Nel punto vendita, è auspicabile un certo grado di brillantezza anche se si perde presto durante l'usura e una grande quantità di candeggio viene eseguita come processo di sbiancamento aggiuntivo nella "pulizia" che è il processo di preparazione della lana. Normalmente il perossido di idrogeno viene aggiunto all'ultimo risciacquo della preparazione e poi avviene un certo grado di candeggio nell'asciugatrice. Ciò avviene perché il candore della lana lavata viene preso in considerazione nel determinare il valore del prodotto finale in fibra prima della realizzazione degli indumenti.

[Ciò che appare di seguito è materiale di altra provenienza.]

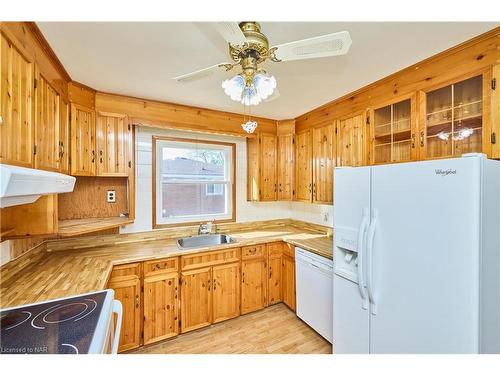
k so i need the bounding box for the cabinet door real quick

Sbiancamento ossidativo – Nella preparazione delle fibre, lo sbiancamento ossidativo di solito dà il miglior effetto sbiancante, ma la lana sbiancata per ossidazione ingiallisce più facilmente rispetto alla lana non sbiancata. Il candeggio ossidativo viene solitamente effettuato con acqua ossigenata o percarbonato di sodio. Anche il candeggio ossidativo viene effettuato in presenza di stabilizzanti e attivatori. Lo sbiancamento ossidativo danneggia sempre la lana. – Lo sbiancamento con acqua ossigenata può essere effettuato con metodi discontinui o continui, a temperature ambiente o anche superiori. Perché lo fanno? Il perossido di idrogeno è relativamente economico, non rilascia sostanze chimiche tossiche o odori sgradevoli e non provoca la corrosione delle apparecchiature di preparazione, rendendolo una scelta popolare. Gli unici prodotti rilasciati da questo processo sono la sua decomposizione in acqua e ossigeno. Quando si utilizza il perossido di idrogeno su fibre sensibili all'ossidazione, come lana o cotone, i danni possono essere, e in pratica sono solitamente, ridotti al minimo a condizione che il candeggio venga effettuato attentamente nelle condizioni raccomandate, in termini di pH, temperatura ecc.
Stabilizzazione del perossido – Perché è necessario aggiungere stabilizzanti alle soluzioni per il candeggio della lana?
In assenza di stabilizzanti la lana risulta ingiallita dall'acqua ossigenata. Il motivo è che la lana solitamente contiene piccole quantità di ioni di metalli di transizione che catalizzano la decomposizione del perossido di idrogeno e ne impediscono la reazione con la lana. Gli stabilizzanti sono agenti complessanti (sequestranti) dei metalli come silicato di sodio, EDTA e fosfati. Il silicato di sodio può essere utilizzato come stabilizzante per lo sbiancamento del perossido perché, oltre alla sua capacità di sequestrare gli ioni dei metalli di transizione, agisce come un tampone al pH corretto di 10,5 -11,5, ma si possono formare depositi insolubili sul merci nonché sulle attrezzature per la tintura. Questi depositi possono conferire al tessuto una mano dura e possono portare a una tintura non uniforme, e molti stabilizzanti brevettati utilizzati sono formulati con agenti complessanti e tamponi "integrati" e questi consistono in una combinazione di sali organici e inorganici in soluzione acquosa che consente l'acido soluzioni di acqua ossigenata da utilizzare per il candeggio della lana a pH neutro o acido.